Batch Write

Hudi provides multiple write modes. For details, see the configuration item hoodie.datasource.write.operation. This section describes upsert, insert, and bulk_insert.

  • Primary keys are not sorted during insert. Therefore, you are not advised to use insert during dataset initialization.
  • You are advised to use insert if data is new, use upsert if data needs to be updated, and use bulk_insert if datasets need to be initialized.

Example:

df.write.format("hudi").
        option(PRECOMBINE_FIELD_OPT_KEY, "col4").// Specify the pre-combined field, which must be sortable.
        option(RECORDKEY_FIELD_OPT_KEY, "primary_key"). // Specify the primary key of the Hudi table. The primary key must be unique.
        option(PARTITIONPATH_FIELD_OPT_KEY, "col0").// Specify a partition.
        option(OPERATION_OPT_KEY, "bulk_insert").// Specify that the operation is bulk_insert.
        option("hoodie.bulkinsert.shuffle.parallelism", par.toString).// Specify the concurrency of the bulk_insert operation.
        option(HIVE_SYNC_ENABLED_OPT_KEY, "true").// Specify the synchronization of the Hudi table to Hive.
        option(HIVE_PARTITION_FIELDS_OPT_KEY, "col0").// Specify the Hive partition column name.
        option(HIVE_PARTITION_EXTRACTOR_CLASS_OPT_KEY, "org.apache.hudi.hive.MultiPartKeysValueExtractor").
        option(HIVE_DATABASE_OPT_KEY, db).
        option(HIVE_TABLE_OPT_KEY, tableName).
        option(HIVE_USE_JDBC_OPT_KEY, "false").// Specify whether to use JDBC for Hive synchronization.
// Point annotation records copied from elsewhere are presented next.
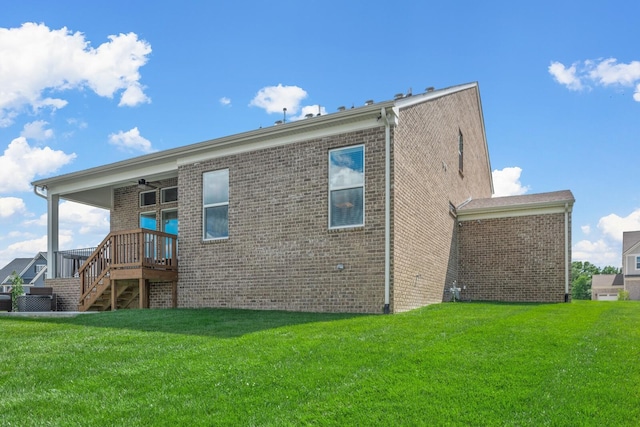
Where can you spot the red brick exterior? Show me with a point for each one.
(67, 292)
(426, 180)
(280, 253)
(513, 259)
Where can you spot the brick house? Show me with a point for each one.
(605, 287)
(380, 208)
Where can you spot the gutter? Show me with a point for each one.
(387, 210)
(567, 262)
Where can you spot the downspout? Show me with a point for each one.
(387, 210)
(52, 246)
(567, 263)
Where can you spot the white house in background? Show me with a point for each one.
(32, 270)
(605, 287)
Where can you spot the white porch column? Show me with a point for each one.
(53, 232)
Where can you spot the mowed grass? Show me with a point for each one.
(448, 364)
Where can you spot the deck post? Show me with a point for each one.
(114, 295)
(174, 294)
(142, 283)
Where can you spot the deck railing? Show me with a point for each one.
(130, 249)
(68, 263)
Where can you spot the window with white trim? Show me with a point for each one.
(148, 198)
(346, 187)
(215, 204)
(169, 194)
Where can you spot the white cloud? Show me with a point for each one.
(604, 72)
(45, 61)
(130, 140)
(506, 182)
(10, 206)
(607, 72)
(613, 225)
(36, 130)
(274, 98)
(565, 76)
(598, 252)
(20, 163)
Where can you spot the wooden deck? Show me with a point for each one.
(124, 266)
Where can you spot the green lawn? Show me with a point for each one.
(447, 364)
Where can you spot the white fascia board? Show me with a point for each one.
(164, 164)
(513, 211)
(233, 147)
(635, 249)
(427, 96)
(128, 175)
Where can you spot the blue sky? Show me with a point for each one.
(83, 84)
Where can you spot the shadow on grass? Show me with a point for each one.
(222, 323)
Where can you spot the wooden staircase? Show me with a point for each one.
(121, 269)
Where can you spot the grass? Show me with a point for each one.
(449, 364)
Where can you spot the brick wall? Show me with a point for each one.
(426, 180)
(280, 253)
(633, 287)
(513, 259)
(67, 291)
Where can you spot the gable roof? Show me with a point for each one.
(630, 241)
(94, 186)
(21, 266)
(529, 204)
(606, 280)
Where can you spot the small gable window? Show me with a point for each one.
(460, 151)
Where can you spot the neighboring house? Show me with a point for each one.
(380, 208)
(605, 287)
(631, 263)
(32, 270)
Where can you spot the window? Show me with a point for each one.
(346, 187)
(169, 194)
(460, 151)
(170, 221)
(452, 210)
(148, 198)
(215, 200)
(148, 220)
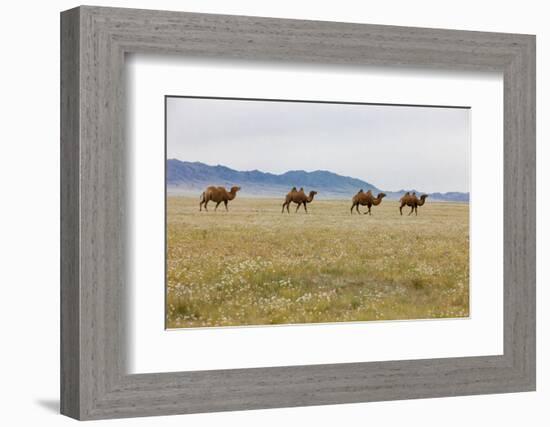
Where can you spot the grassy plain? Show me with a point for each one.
(256, 266)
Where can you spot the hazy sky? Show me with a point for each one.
(392, 147)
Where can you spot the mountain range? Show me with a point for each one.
(193, 177)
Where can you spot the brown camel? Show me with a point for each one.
(366, 199)
(412, 201)
(218, 195)
(298, 197)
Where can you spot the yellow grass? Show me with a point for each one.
(255, 266)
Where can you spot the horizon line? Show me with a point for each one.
(317, 170)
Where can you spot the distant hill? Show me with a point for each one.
(193, 177)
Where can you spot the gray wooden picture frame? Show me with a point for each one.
(94, 381)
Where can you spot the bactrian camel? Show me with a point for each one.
(299, 197)
(217, 195)
(412, 201)
(366, 199)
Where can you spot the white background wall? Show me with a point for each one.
(29, 212)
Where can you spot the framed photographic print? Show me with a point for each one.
(262, 213)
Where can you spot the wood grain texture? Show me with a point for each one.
(95, 383)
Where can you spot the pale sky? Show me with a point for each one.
(391, 147)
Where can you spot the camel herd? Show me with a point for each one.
(220, 194)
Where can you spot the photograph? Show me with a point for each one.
(286, 212)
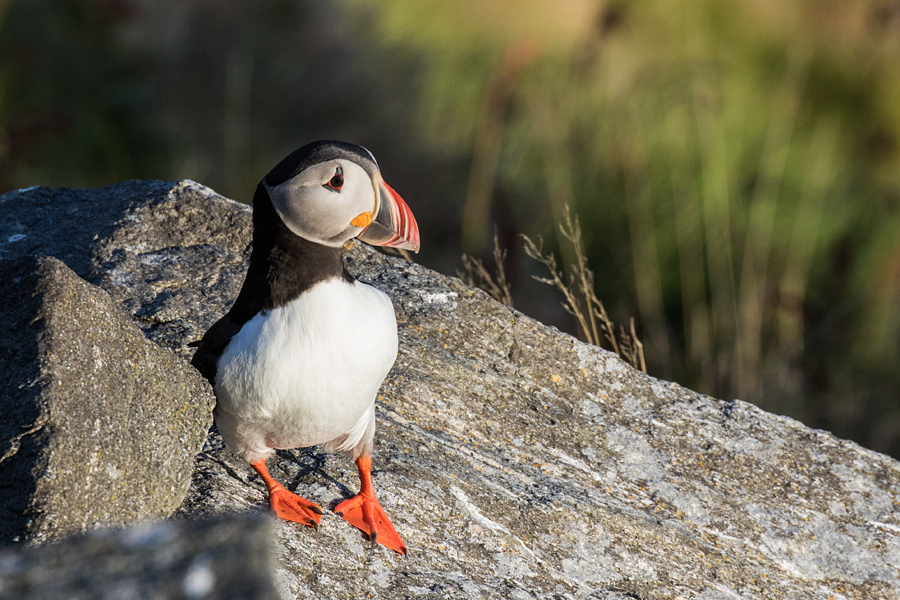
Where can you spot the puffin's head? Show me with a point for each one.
(328, 192)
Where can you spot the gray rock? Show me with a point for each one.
(515, 461)
(99, 425)
(225, 559)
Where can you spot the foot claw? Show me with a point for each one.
(291, 507)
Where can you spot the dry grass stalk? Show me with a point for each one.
(474, 273)
(579, 298)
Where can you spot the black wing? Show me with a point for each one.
(214, 342)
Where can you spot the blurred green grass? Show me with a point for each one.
(735, 168)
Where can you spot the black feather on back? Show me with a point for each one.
(282, 266)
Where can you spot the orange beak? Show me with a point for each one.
(393, 224)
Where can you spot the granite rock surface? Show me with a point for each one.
(221, 559)
(100, 426)
(516, 461)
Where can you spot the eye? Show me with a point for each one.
(337, 180)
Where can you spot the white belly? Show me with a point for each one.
(306, 373)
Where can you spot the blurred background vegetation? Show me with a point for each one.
(735, 166)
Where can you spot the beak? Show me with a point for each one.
(392, 222)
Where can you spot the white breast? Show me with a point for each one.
(306, 373)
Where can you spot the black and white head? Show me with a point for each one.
(329, 192)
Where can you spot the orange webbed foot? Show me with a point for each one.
(286, 504)
(365, 513)
(291, 507)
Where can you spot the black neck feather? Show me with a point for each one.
(282, 264)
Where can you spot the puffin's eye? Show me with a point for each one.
(337, 180)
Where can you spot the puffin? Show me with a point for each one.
(298, 359)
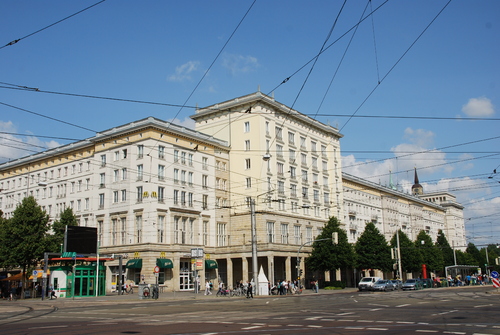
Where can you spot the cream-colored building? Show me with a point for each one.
(150, 187)
(157, 191)
(289, 165)
(390, 209)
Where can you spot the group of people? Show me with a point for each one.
(284, 287)
(473, 279)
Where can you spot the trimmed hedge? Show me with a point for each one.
(334, 285)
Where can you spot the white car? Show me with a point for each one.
(366, 283)
(383, 285)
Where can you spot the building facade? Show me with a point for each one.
(150, 187)
(255, 178)
(287, 164)
(390, 210)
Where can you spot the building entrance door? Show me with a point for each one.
(185, 280)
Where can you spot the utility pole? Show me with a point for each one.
(255, 264)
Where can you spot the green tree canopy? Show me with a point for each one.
(446, 250)
(372, 250)
(327, 256)
(430, 253)
(25, 235)
(474, 252)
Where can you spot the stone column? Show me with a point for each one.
(230, 279)
(270, 267)
(244, 268)
(288, 269)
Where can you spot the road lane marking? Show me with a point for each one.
(48, 327)
(251, 327)
(425, 331)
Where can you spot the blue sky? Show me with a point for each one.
(390, 66)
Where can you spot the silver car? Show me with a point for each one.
(398, 284)
(383, 285)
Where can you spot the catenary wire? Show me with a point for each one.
(50, 25)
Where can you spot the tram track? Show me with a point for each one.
(27, 313)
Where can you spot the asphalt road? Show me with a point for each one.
(463, 310)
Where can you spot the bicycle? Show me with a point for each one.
(155, 293)
(223, 292)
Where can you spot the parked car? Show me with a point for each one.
(398, 284)
(366, 283)
(427, 283)
(412, 284)
(383, 285)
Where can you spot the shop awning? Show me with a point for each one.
(15, 277)
(164, 263)
(134, 263)
(39, 274)
(210, 264)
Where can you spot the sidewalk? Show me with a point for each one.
(113, 298)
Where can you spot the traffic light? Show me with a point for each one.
(335, 238)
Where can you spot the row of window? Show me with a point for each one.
(291, 138)
(182, 231)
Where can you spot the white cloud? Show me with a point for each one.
(187, 122)
(236, 64)
(13, 147)
(479, 107)
(420, 137)
(184, 71)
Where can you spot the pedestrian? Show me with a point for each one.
(207, 288)
(249, 290)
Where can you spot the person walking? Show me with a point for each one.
(249, 290)
(207, 288)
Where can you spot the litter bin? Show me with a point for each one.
(149, 291)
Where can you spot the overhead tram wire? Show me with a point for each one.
(425, 151)
(213, 62)
(32, 89)
(396, 63)
(48, 117)
(312, 59)
(25, 88)
(340, 63)
(51, 25)
(40, 136)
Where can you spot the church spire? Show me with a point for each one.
(417, 189)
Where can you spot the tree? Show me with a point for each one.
(26, 235)
(430, 253)
(67, 218)
(410, 257)
(446, 250)
(327, 256)
(475, 254)
(372, 250)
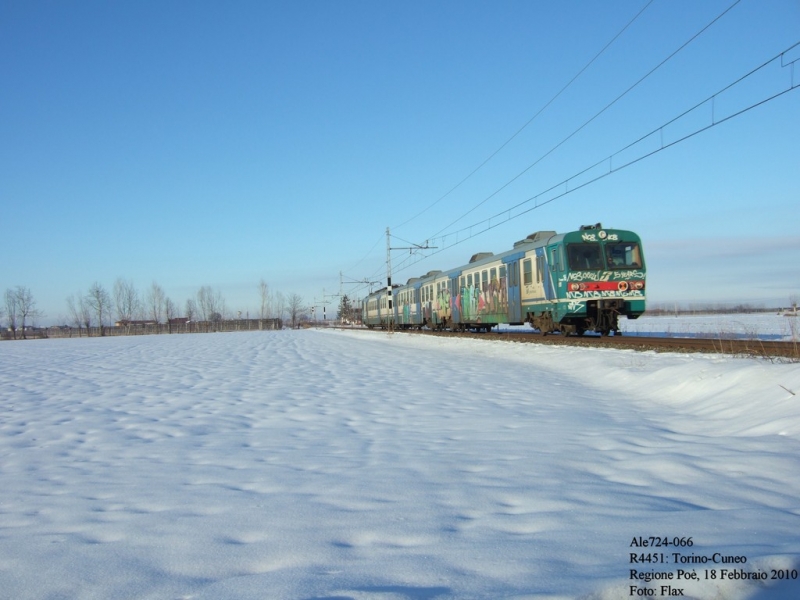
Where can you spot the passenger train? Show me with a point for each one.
(569, 283)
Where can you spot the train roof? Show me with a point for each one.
(535, 240)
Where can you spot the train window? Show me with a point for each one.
(584, 257)
(624, 255)
(527, 272)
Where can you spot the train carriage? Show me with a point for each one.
(570, 283)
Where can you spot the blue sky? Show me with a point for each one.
(209, 143)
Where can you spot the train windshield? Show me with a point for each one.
(623, 255)
(584, 257)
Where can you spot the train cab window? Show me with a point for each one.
(584, 257)
(625, 255)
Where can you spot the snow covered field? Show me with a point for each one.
(322, 465)
(768, 326)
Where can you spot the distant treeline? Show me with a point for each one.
(654, 309)
(151, 328)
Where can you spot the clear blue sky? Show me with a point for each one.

The default value is true.
        option(TABLE_NAME, tableName). // Specify the table name.
	mode(Overwrite). // Specify the write mode.
	save(s"/tmp/${db}/${tableName}")// Specify the storage path of the Hudi table.
  • If the Spark DataSource API is used to update the MOR table, small files of the updated data may be merged when a small volume of data is upserted. As a result, some updated data can be found in the read-optimized view of the MOR table.
  • If the base file of the data to be updated is a small file, the data to be inserted and new data for update are merged with the base file to generate a new base file instead of being written to logs.

Configuring Partitions

Hudi supports multiple partitioning modes, such as multi-level partitioning, non-partitioning, single-level partitioning, and partitioning by date. You can select a proper partitioning mode as required. The following describes how to configure different partitioning modes for Hudi.